But what's not clear for many is understanding how this is already affecting people across the country, and it could impact everything, from government policy to insurance rates.

"When we look at the insurance market, we look at the mortgage market, and we look at the broader way that global economies now are pricing physical risk in terms of climate change," said Jesse Keenan, an associate professor of sustainable real estate at Tulane University. "We see this as a cost burden, so if you want to live in a very high-risk area, it increasingly becomes a cost burden."

Keenan says those cost burdens are already being felt by consumers. 

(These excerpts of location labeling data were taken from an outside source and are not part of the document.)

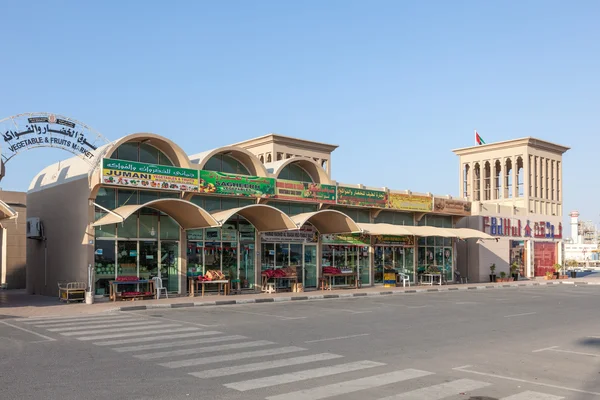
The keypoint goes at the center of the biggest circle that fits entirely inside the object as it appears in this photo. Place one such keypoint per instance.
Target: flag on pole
(478, 139)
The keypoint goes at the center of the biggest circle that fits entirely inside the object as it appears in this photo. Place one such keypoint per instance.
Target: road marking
(122, 325)
(195, 333)
(529, 395)
(141, 329)
(79, 322)
(128, 334)
(301, 375)
(464, 369)
(336, 389)
(519, 315)
(440, 391)
(231, 357)
(544, 349)
(337, 338)
(261, 366)
(178, 343)
(200, 350)
(48, 338)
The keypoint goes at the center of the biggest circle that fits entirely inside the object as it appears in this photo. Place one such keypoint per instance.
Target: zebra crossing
(262, 369)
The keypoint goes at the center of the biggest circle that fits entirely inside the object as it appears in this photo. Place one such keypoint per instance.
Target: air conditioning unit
(34, 228)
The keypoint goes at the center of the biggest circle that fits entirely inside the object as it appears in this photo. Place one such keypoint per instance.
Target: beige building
(516, 192)
(13, 217)
(141, 207)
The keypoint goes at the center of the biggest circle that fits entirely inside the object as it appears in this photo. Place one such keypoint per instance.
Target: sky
(396, 84)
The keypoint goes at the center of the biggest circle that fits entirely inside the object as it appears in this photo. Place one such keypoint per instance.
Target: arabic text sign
(409, 202)
(236, 185)
(361, 197)
(150, 176)
(49, 130)
(305, 191)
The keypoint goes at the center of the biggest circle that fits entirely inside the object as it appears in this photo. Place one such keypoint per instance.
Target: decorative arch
(328, 222)
(265, 218)
(249, 160)
(167, 146)
(187, 214)
(312, 168)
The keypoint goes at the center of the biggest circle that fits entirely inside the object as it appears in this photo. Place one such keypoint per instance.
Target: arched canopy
(187, 214)
(264, 218)
(328, 222)
(168, 147)
(250, 161)
(316, 172)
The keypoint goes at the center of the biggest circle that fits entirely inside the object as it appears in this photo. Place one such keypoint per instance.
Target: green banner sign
(361, 197)
(149, 176)
(236, 185)
(305, 191)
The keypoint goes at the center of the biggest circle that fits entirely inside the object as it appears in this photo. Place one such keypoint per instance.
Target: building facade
(145, 208)
(516, 192)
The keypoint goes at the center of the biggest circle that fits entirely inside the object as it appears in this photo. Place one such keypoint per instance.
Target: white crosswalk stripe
(231, 357)
(154, 338)
(106, 326)
(201, 350)
(260, 366)
(336, 389)
(128, 334)
(301, 375)
(180, 343)
(443, 390)
(529, 395)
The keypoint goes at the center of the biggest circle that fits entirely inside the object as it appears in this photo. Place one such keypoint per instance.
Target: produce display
(127, 278)
(280, 273)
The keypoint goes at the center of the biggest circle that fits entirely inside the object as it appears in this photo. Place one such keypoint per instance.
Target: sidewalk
(16, 303)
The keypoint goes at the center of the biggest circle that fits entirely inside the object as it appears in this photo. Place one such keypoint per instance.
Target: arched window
(226, 163)
(293, 172)
(141, 152)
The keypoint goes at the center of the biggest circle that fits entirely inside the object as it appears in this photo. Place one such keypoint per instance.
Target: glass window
(169, 229)
(148, 154)
(128, 229)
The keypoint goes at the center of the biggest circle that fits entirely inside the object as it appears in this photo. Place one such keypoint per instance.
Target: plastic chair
(159, 287)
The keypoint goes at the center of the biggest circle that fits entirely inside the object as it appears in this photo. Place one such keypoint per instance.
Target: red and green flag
(478, 139)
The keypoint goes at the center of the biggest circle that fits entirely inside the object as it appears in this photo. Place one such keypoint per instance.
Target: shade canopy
(264, 218)
(327, 222)
(7, 212)
(187, 214)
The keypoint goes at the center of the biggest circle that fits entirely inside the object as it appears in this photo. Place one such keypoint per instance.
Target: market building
(516, 191)
(140, 206)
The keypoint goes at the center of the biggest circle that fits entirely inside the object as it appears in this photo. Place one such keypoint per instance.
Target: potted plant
(493, 273)
(514, 271)
(503, 276)
(557, 268)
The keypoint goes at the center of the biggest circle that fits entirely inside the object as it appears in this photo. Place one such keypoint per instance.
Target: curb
(343, 295)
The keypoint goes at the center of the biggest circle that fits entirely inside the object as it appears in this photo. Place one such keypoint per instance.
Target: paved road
(510, 344)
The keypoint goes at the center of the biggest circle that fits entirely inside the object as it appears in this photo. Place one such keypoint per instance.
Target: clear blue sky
(397, 84)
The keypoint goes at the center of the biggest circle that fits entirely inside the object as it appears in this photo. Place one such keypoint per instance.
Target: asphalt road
(511, 344)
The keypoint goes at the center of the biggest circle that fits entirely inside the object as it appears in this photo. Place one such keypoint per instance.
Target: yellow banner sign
(409, 202)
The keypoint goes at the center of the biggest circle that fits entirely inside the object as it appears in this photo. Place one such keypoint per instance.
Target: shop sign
(513, 227)
(409, 202)
(305, 191)
(452, 206)
(149, 176)
(32, 130)
(212, 182)
(304, 235)
(395, 240)
(351, 239)
(361, 197)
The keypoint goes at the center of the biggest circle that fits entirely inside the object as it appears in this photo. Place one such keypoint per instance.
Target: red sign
(499, 226)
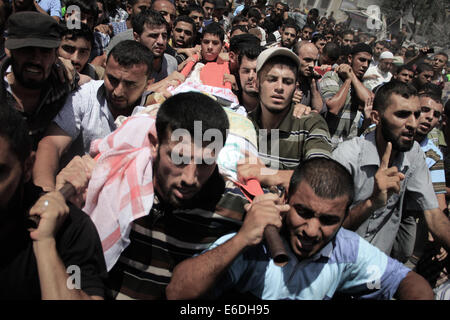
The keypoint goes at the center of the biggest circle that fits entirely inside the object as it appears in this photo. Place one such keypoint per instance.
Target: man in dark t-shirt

"We have to contextualize this within a broader realm of a lack of affordability for housing all throughout the United States," Keenan said. "It's expensive to live in many areas of the United States. Housing is out of reach for a good number of American households. So when you add these additional costs of insurance, mortgage costs, higher rents, all of these things become real economic burdens on people."

Whether they know about these risks or not, people are still moving to some of those areas.

Florida had the fastest growing population of any state in 2022, even as many of the state's population areas are in low-lying places at risk from sea level rise, and the state is in the path of many hurricanes.

A study by the University of Vermont also found many Americans are moving to areas of the West that are particularly prone to wildfires and drought.

While some folks are just starting to consider climate change as a factor in their individual moves, entire communities have already had to relocate. It's leading to government officials forming some policies on the fly. Some of the earliest tests of that have centered around federal or state-recognized tribes.

In 2016, the Obama administration offered nearly $50 million to the tribal nation based on Isle de Jean Charles on the south coast of Louisiana — the first time the U.S. government ever undertook a long-term relocation effort tied to climate change.

It took several years, with the project running into issues caused by a partnership with the state, but by the end of 2022, most residents have been relocated off the island as rising sea levels quickly take it into the ocean.

In 2022, the Department of the Interior planned further in advance, setting up an application process where tribes could apply for funding for relocation efforts.

Not every tribe received funding, but three tribes — the villages of Newtok and Napakiak, Alaska and the Quinault Indian Nation on Washington's Olympic Peninsula — received the largest grants of $25 million each.